On the other side of the debate is Debevoise, which advocates for a facts and circumstances approach, rejects the bright line test of whether or not a utility token is fully functional and offers several arguments. The determination of whether an agreement is an investment contract and thus a security has long been based upon a facts and circumstances analysis. A blockchain token is not a homogenous asset class; a token could be a digital representation of an equity or debt security but it could also represent things like hospital records or a person’s identity, and that particular character of the token is unaffected by whether the network is or is not fully functional. Also, there is an implicit recognition in the JOBS Act that pre-order sales on non-equity crowdfunding sites like Kickstarter and Indiegogo are not sales of securities, and that pre-functional utility token sales should be analyzed the same way.  It also questions whether agreements by a mature company to presell a new product in development would automatically be deemed an investment contract. Finally, there’s the difficulty of determining when exactly a token is fully-functional given the complexity of software and network development.
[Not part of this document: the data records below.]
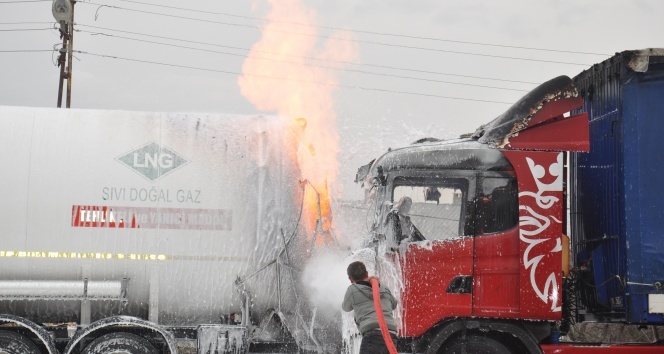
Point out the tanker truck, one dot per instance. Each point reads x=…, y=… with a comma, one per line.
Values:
x=541, y=232
x=135, y=232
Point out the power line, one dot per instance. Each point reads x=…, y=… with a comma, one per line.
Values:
x=25, y=29
x=336, y=38
x=18, y=1
x=26, y=23
x=368, y=32
x=25, y=50
x=287, y=79
x=312, y=58
x=310, y=65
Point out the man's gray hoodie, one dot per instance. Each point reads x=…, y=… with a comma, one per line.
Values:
x=359, y=298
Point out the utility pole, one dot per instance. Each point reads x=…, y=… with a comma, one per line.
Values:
x=63, y=11
x=70, y=53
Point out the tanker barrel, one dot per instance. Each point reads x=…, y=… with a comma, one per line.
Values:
x=66, y=289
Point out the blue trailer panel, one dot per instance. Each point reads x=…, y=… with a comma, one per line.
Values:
x=617, y=200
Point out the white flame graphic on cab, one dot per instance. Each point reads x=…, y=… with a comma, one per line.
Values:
x=289, y=71
x=535, y=224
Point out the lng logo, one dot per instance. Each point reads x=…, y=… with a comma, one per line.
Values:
x=152, y=161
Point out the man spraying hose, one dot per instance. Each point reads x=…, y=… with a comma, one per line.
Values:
x=359, y=298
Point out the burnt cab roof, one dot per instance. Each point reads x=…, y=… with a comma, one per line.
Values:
x=520, y=127
x=458, y=154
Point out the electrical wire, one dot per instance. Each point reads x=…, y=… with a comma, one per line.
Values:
x=305, y=64
x=287, y=79
x=25, y=29
x=25, y=50
x=18, y=1
x=26, y=23
x=367, y=32
x=313, y=59
x=337, y=38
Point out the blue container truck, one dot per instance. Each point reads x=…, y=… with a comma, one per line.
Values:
x=616, y=198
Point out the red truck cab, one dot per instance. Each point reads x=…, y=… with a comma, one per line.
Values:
x=475, y=226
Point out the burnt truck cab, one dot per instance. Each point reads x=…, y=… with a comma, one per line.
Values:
x=475, y=225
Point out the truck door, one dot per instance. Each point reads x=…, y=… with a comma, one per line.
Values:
x=496, y=262
x=434, y=248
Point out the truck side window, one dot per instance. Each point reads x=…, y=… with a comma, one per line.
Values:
x=497, y=205
x=436, y=210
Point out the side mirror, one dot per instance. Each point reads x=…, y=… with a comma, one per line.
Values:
x=432, y=194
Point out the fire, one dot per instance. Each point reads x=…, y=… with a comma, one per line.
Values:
x=288, y=72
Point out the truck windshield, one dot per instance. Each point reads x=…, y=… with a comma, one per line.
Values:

Seems to me that the arguments on both sides of the utility token debate have merit.  I do think there’s a distinction, though, between pre-order sales of product by a mature company and a sale of pre-functional tokens, in that the tokens most likely can be sold on a secondary market, with any profit likely resulting from the entrepreneurial efforts of the developer.  I also think that until we have guidance from the SEC and/or judicial opinions on the issue, the better approach is to treat clearly pre-functional tokens as investment contracts and conduct their sale under an exemption from registration.